For a fuller picture of how grassroots football sponsorship works end to end, see our grassroots football sponsorship guide.
Your Kit, Funded
Register your team free at kitfunder.ai/teams. The form takes under five minutes.
FAQ (5 questions)
Q: Does a grassroots football sponsorship agreement need a written agreement?
A: Yes. Verbal sponsorship arrangements fall apart in season two more often than any other reason for renewal failure. Written agreements protect both club and sponsor and clarify what each side owes.
Q: How long should a grassroots sponsorship agreement be?
A: Two to four pages of clear language. Avoid legal boilerplate more suited to £50,000-plus commercial contracts. Cover the eight core clauses and skip everything else.
Q: Who provides the sponsorship agreement, the club or the sponsor?
A: Traditionally the club provides the draft. Kit Funder arrangements include a standard sponsorship agreement built into the platform, meaning neither side has to draft their own.

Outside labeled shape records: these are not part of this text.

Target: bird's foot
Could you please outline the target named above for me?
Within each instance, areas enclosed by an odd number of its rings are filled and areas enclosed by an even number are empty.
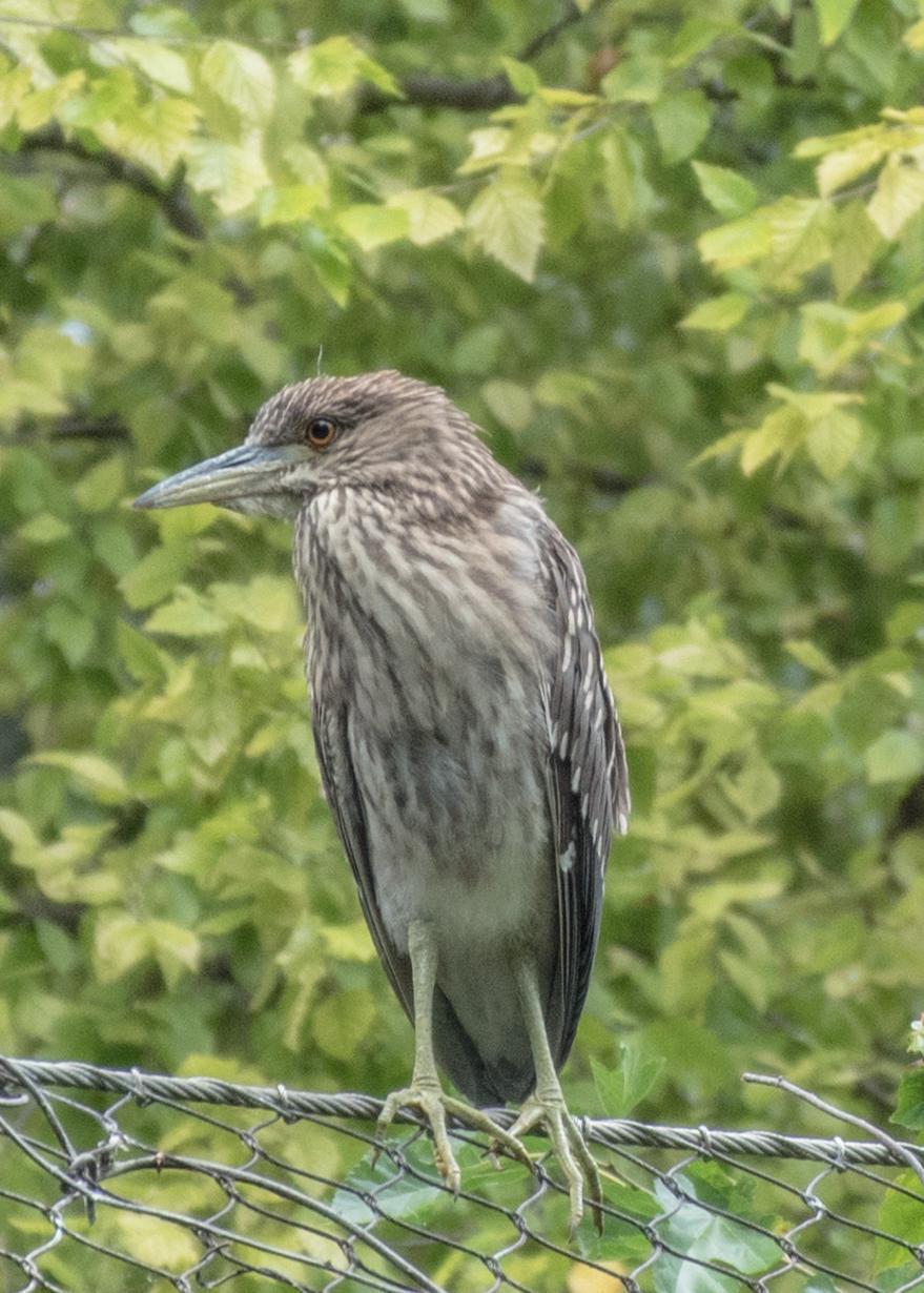
[[[454,1096],[447,1095],[437,1084],[411,1082],[410,1086],[399,1091],[392,1091],[376,1122],[376,1135],[380,1139],[384,1138],[385,1131],[397,1117],[399,1109],[417,1109],[430,1124],[437,1170],[454,1195],[459,1193],[461,1173],[452,1153],[447,1117],[456,1118],[473,1131],[481,1131],[490,1138],[492,1147],[496,1146],[505,1149],[512,1159],[517,1159],[525,1164],[530,1171],[534,1170],[532,1159],[530,1159],[526,1148],[514,1135],[498,1126],[494,1118],[488,1117],[482,1109],[476,1109],[464,1100],[456,1100]],[[373,1161],[377,1156],[379,1149],[373,1153]]]
[[[545,1126],[552,1152],[567,1181],[571,1200],[571,1234],[578,1228],[584,1215],[584,1196],[587,1195],[593,1223],[604,1232],[604,1187],[593,1155],[587,1147],[578,1124],[567,1112],[561,1094],[539,1095],[536,1091],[520,1111],[520,1117],[510,1127],[509,1135],[520,1140],[539,1124]]]

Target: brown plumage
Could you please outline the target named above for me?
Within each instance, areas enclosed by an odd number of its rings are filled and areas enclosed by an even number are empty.
[[[445,393],[397,372],[287,387],[240,450],[140,503],[203,499],[295,520],[324,790],[404,1010],[432,970],[436,1053],[476,1104],[549,1086],[530,984],[557,1069],[628,815],[576,553]]]

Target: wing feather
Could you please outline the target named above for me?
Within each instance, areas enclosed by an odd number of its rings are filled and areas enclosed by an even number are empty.
[[[574,548],[553,528],[543,550],[558,652],[544,679],[549,738],[547,794],[558,897],[560,1014],[556,1060],[567,1056],[578,1028],[600,936],[604,874],[614,826],[629,812],[628,773],[619,719],[604,671],[587,583]]]
[[[322,705],[317,698],[311,705],[311,727],[318,751],[320,780],[327,803],[333,813],[337,834],[350,862],[359,892],[359,904],[366,917],[379,959],[394,988],[408,1019],[414,1018],[414,987],[411,963],[402,956],[388,935],[379,910],[375,882],[370,861],[368,830],[362,796],[357,785],[349,743],[349,715],[345,706]]]

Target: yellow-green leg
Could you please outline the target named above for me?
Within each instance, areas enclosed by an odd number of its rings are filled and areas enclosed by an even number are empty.
[[[452,1153],[446,1116],[459,1118],[474,1131],[483,1131],[501,1144],[514,1159],[530,1169],[532,1160],[509,1131],[504,1131],[481,1109],[447,1095],[439,1085],[437,1058],[433,1051],[433,993],[437,985],[437,946],[425,921],[412,921],[407,934],[414,980],[414,1073],[411,1085],[393,1091],[379,1115],[376,1134],[384,1135],[398,1109],[419,1109],[430,1124],[434,1157],[439,1174],[454,1193],[459,1193],[461,1177]]]
[[[594,1223],[597,1230],[602,1231],[604,1187],[600,1183],[600,1171],[565,1104],[545,1033],[545,1016],[535,966],[531,961],[522,961],[514,967],[514,974],[532,1050],[532,1063],[536,1069],[536,1089],[520,1111],[520,1117],[510,1127],[510,1135],[520,1139],[540,1122],[545,1125],[552,1151],[567,1181],[571,1200],[571,1230],[576,1230],[584,1214],[584,1187],[587,1186]]]

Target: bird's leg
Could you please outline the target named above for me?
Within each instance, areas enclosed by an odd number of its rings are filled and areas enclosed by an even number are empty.
[[[532,1050],[532,1063],[536,1069],[536,1089],[523,1104],[520,1117],[510,1127],[510,1135],[526,1135],[538,1124],[544,1122],[552,1149],[567,1181],[569,1196],[571,1199],[571,1230],[578,1228],[578,1223],[584,1214],[584,1187],[589,1195],[589,1204],[593,1212],[594,1224],[602,1232],[604,1214],[604,1188],[600,1183],[600,1171],[593,1160],[593,1155],[580,1134],[578,1125],[567,1112],[561,1082],[556,1073],[554,1060],[549,1049],[548,1034],[545,1033],[545,1018],[543,1015],[541,996],[536,980],[535,965],[531,961],[520,961],[514,967],[517,992],[526,1020],[526,1031],[530,1037]]]
[[[476,1131],[483,1131],[492,1142],[501,1144],[514,1159],[530,1170],[532,1160],[522,1144],[481,1109],[447,1095],[437,1073],[433,1050],[433,993],[437,985],[437,948],[433,931],[425,921],[412,921],[407,931],[407,950],[411,957],[414,980],[414,1073],[411,1085],[393,1091],[385,1100],[376,1134],[383,1137],[398,1109],[416,1108],[430,1124],[434,1157],[439,1174],[454,1193],[459,1193],[461,1177],[452,1153],[446,1116],[459,1118]]]

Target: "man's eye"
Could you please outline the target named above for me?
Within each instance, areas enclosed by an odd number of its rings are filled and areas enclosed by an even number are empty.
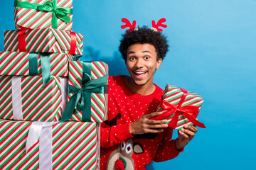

Q: What happens if a sponsor pulls out mid-season?
A: Standard football grassroots sponsorship agreements allow thirty days written notice, refund of kit yet to be produced, and retention of kit already in play.
Q: When should the renewal conversation happen?
A: Between February and April, in time for the club to plan the following September kit handover. A first-refusal renewal clause protects the sponsor position and reduces the club’s search burden.